Here’s the exact blueprint we followed to add ARR to our SaaS using LinkedIn:
1. Post lead-magnet content only.
Create posts where people need to comment to receive a resource (blueprint, video, template, etc.).
Find the best-performing lead magnet posts in your niche, rewrite the angle, and create a genuinely valuable resource.
2. Create an outstanding blueprint.
Include videos, screenshots, use cases, and add a self-onboarding link + demo link.
The value has to be insane.
People should feel like they should’ve paid for it.
3. Get 20 friends, colleagues, or anyone in your network to engage early.
Fresh accounts need initial traction, so you need to kickstart the post.
4. When people comment, reply with the document directly in the comments.
1 comment = 1 lead
1 good post = 100k+ views
5. Post twice per day until one goes viral.

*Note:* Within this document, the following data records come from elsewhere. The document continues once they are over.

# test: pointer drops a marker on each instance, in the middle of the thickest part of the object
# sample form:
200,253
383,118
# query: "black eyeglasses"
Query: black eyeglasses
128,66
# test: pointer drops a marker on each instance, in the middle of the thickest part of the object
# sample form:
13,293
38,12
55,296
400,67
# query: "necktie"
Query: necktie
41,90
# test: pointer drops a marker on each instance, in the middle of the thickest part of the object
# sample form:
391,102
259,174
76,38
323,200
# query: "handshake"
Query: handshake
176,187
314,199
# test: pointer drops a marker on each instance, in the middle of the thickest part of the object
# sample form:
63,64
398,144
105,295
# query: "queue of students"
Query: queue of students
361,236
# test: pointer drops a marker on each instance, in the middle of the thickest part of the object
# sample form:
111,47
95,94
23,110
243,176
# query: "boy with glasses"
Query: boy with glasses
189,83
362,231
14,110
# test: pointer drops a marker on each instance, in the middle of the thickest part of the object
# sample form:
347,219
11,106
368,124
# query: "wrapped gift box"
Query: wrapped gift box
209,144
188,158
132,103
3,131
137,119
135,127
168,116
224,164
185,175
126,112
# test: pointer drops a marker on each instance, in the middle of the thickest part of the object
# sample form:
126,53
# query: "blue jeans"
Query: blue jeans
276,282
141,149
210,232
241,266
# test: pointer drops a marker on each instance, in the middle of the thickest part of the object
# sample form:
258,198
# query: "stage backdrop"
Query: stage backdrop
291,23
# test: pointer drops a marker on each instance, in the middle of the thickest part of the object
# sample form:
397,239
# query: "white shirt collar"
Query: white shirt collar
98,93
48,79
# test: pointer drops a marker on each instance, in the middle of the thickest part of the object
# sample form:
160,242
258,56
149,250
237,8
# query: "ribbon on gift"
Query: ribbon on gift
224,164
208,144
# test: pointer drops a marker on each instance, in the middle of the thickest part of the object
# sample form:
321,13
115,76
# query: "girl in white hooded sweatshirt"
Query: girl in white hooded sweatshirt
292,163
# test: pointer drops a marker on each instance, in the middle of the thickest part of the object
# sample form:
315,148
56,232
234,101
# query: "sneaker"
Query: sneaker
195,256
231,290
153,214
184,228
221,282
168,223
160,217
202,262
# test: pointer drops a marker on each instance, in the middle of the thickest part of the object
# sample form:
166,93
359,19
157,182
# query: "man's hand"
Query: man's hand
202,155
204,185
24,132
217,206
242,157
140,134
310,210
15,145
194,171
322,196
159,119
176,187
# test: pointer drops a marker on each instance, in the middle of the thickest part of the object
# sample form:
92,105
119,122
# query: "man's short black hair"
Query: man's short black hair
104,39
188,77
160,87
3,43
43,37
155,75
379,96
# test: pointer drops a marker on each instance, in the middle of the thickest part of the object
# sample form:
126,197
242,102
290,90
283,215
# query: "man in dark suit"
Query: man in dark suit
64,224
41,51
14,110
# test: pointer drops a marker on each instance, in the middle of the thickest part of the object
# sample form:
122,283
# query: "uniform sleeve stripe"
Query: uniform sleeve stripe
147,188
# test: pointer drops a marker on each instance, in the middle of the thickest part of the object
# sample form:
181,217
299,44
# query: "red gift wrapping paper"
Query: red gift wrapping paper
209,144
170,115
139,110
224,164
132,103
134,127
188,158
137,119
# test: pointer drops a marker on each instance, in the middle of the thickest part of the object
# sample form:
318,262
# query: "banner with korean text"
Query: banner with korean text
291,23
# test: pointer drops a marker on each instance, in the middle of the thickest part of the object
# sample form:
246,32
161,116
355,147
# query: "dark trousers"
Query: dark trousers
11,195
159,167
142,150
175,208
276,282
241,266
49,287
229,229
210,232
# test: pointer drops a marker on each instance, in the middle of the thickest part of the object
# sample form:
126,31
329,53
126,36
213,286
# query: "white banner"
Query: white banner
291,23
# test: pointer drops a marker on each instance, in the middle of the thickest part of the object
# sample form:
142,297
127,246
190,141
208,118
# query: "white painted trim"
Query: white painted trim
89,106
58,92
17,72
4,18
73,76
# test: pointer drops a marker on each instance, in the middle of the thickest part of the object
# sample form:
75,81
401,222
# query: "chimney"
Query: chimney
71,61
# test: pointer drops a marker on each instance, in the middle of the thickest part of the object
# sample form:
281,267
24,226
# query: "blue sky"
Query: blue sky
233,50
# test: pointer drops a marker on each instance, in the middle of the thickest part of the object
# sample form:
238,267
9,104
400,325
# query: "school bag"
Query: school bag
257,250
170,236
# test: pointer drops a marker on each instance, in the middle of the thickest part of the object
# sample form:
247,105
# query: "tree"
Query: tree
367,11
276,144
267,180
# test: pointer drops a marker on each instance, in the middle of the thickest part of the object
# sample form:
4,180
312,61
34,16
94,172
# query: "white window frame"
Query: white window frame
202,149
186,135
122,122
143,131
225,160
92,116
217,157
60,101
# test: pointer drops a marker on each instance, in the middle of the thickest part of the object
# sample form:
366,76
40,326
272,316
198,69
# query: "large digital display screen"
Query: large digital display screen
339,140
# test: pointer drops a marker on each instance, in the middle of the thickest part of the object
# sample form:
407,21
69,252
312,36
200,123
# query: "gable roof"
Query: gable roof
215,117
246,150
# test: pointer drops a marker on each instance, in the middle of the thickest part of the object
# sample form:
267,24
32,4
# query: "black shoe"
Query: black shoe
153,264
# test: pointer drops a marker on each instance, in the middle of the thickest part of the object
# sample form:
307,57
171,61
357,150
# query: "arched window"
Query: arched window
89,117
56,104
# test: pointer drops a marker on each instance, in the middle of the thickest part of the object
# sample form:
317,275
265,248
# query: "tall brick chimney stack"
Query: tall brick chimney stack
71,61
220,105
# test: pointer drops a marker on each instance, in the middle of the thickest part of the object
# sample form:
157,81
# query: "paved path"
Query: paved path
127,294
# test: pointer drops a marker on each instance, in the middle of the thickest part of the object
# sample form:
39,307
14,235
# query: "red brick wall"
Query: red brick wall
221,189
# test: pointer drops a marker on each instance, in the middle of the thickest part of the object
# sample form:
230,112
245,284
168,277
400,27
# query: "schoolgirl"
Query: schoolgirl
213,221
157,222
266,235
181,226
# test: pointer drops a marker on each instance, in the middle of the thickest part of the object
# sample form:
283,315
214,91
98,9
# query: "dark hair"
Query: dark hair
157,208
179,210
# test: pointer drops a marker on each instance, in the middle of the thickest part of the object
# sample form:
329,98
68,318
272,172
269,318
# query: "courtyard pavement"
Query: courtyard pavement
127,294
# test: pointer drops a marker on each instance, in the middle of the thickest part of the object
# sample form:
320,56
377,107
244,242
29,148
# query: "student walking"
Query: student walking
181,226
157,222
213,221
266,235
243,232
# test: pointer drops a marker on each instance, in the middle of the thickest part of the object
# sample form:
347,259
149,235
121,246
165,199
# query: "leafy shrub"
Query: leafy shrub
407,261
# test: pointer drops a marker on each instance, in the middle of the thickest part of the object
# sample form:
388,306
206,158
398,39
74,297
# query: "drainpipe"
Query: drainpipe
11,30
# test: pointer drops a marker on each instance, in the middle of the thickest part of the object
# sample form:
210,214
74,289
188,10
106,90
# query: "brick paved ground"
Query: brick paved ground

6. Extract everyone who liked or commented on the post with GojiberryAI and run multichannel outreach on LinkedIn + email.
You can easily book 5–10 demos per week this way.
Also target:
* people engaging with competitors’ posts
* people showing buying signals
* people actively discussing the problem you solve
7. People will read your blueprint, remember you, self-onboard, or book a demo.
8. Repeat the process across multiple accounts.
9) Grow your ARR, get into YC and do an IPO
(Not fully sure about step 9 yet 😅)
20 days before Demo Day at @ycombinator and it feels like the last few months moved at 10x speed.
Since joining YC, we:
• grew from $800k to $2.5M+ ARR
• scaled from 700 to 2,000 customers
• stayed profitable while continuing to grow aggressively
• expanded the team from 3 to 7 people
• launched our AI GTM Operator that autonomously runs outbound and improves over time
• now have 500+ teams using Gojiberry AI agents daily
• saw customers start booking 10+ demos per week automatically
• onboarded a 25-person sales team doing $200M+ ARR running autonomous outbound on Gojiberry
• received dozens of inbound investor messages
• and probably sacrificed a few years of sleep in the process 😇
What’s exciting is that it still feels incredibly early.
We think outbound is about to change massively over the next few years.
Less manual work. Less list scraping.
Less “spray and pray.”
More intent signals, autonomous workflows, and AI systems that actually learn what converts.
Right now we’re fully focused on building, shipping fast, and helping customers scale.
Can’t wait to show what we’ve been working on at Demo Day.